I'd found the word mate a number of times in regards to these historic alphas, and as near as I could tell, it referred to the omega an alpha had chosen to remain by his side for a lifetime. They usually produced male heirs at an irregular rate—more frequently than the ten-year cycle of a rut, to be sure—and were included in histories of flights, battles, and politics. But never had I heard of an omega mate rising to the rule of alpha. Had it been an honorary title offered during a time of peace?
No, I remembered this area in the records of battles, and there'd been at least three in the century she would've ruled. I'd only assumed that she was the same Alpha Falk as her alp—mate.
I marked the page with a ribbon and then pushed back from my seat. Niall and Ronson were at the ports today, meeting with local merchants, which left me and Beatrice with the run of the castle. Her office was only two corridors away, and I hurried there, my hands fiddling in the deep pockets of one of my new dresses.
I'd told Ronson I would be researching the family lines of significant dragonkin today, and in a way, I was, but I'd long since worked through any information that might be relevant for the upcoming flight. No, for the past two days, I'd been searching for more mentions of mates. It seemed as though the further back I searched, the more I found, and I knew there must be some piece still missing, something that explained what made an omega mate different than an omega rut partner. It was possible that the word had simply fallen out of fashion, but every time I tried to push my curiosity aside, it continued to itch in my thoughts.
There had to be more.
I burst into Beatrice's study, and received her usual arched eyebrows in reply. But she smiled slightly too and set down her pen.

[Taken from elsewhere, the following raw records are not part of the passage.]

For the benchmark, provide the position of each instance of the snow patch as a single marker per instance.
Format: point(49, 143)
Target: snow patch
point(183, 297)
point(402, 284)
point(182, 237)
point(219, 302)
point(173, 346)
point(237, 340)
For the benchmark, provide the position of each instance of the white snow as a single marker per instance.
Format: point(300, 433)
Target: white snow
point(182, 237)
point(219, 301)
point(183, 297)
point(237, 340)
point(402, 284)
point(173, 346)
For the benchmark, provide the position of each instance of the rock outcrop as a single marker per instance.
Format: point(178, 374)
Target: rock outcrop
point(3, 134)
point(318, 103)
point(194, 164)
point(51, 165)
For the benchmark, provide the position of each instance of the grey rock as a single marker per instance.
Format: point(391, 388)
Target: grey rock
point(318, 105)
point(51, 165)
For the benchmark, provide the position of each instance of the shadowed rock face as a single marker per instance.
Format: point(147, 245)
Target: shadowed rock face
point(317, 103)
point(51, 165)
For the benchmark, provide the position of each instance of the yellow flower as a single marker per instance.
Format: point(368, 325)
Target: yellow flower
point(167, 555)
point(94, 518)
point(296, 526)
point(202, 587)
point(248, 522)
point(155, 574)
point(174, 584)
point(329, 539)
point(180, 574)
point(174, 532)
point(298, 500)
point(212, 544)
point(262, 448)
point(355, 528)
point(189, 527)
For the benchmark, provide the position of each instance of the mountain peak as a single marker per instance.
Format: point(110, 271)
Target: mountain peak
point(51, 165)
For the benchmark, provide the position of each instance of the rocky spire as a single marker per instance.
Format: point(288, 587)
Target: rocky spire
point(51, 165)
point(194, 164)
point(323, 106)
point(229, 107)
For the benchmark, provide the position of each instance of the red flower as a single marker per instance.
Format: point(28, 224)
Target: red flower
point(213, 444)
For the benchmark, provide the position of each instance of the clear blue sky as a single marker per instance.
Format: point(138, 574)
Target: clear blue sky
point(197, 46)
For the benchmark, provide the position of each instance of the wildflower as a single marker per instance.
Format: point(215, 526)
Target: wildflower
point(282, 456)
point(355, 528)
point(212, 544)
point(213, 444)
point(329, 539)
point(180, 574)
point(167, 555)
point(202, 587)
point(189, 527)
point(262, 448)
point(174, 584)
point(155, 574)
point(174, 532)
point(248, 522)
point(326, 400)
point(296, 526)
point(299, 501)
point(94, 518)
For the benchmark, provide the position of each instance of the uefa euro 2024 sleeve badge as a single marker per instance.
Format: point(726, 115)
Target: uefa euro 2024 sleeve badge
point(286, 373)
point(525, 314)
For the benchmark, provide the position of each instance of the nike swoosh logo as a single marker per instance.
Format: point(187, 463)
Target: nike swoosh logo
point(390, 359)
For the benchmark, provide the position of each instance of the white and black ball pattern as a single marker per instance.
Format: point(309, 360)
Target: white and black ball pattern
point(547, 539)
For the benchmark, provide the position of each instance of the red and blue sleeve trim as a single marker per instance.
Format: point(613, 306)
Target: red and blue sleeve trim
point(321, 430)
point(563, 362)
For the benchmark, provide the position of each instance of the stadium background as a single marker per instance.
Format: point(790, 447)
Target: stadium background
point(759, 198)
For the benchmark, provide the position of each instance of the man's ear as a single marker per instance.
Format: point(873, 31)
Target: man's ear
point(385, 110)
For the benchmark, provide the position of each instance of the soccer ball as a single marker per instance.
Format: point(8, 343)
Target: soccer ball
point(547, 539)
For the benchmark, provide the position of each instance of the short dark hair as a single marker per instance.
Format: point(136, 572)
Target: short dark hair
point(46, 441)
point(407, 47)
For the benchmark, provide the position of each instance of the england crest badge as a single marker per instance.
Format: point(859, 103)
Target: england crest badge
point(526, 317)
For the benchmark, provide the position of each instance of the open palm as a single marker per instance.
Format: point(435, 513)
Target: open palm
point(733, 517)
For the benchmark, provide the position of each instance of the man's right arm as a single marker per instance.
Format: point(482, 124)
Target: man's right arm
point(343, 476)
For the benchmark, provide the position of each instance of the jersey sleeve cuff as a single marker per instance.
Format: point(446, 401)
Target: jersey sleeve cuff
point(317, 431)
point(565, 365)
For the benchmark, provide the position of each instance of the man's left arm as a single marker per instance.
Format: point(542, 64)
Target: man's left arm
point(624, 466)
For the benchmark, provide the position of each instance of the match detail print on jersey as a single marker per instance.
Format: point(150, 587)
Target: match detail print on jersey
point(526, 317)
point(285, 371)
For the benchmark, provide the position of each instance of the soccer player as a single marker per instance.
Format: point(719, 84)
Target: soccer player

"What seems to be the matter, Mairwen?"
"Where…where do we keep the portraits of old alphas? The ones we no longer display?" I asked.
Beatrice hummed for a moment, head tilting. "There are a few attics that might serve as storage for that sort of thing," she said, rising and drawing a heavy ring of keys from her desk drawer, older and simpler-looking than the ones she carried at her hip day-to-day. "Some underground storerooms too, though I can't say what state anything would be in, if that were the case."
"I don't mind searching on my own, if you'd rather not," I said, almost wishing Beatrice might hand me the ring and leave me to it.
Not that I didn't like the older woman—she was wonderful and we'd grown to be friends. And I suspected if anyone else in the castle would be thrilled to learn of a woman alpha in our history, it would be Beatrice. But it was my mystery for the moment.
Beatrice pursed her lips, and I sighed, relenting. "But I think…if I find what I'm looking for, you'd like to see it too," I admitted.
"Lead the way, Omega Cadogan," she said with a smile.
I blinked, turning toward the door, then paused and winced. "Well…actually, I don't know the way."
Beatrice laughed, and we set off together.
Two attics, one lower keep, and a very large closet later, I was giving up hope.
"Perhaps they didn't keep them after all," I murmured.
"Unlikely," Beatrice said, huffing and throwing a large sheet back over a collection of boxes that housed old dinnerware. "Dragons hoard, not discard."
I chewed on the inside of my lip briefly. "There is much of our history that it seems was…nearly erased."
"Nearly, yes," Beatrice said, leading us back out of the closet. "But you found it in the library, didn't you? Because whatever our alpha predecessors did not want the public to know, they couldn't bring themselves to destroy outright. If it exists, Mairwen, it will be here. Somewhere. Come, there's a long flight directly up to the attic just this way."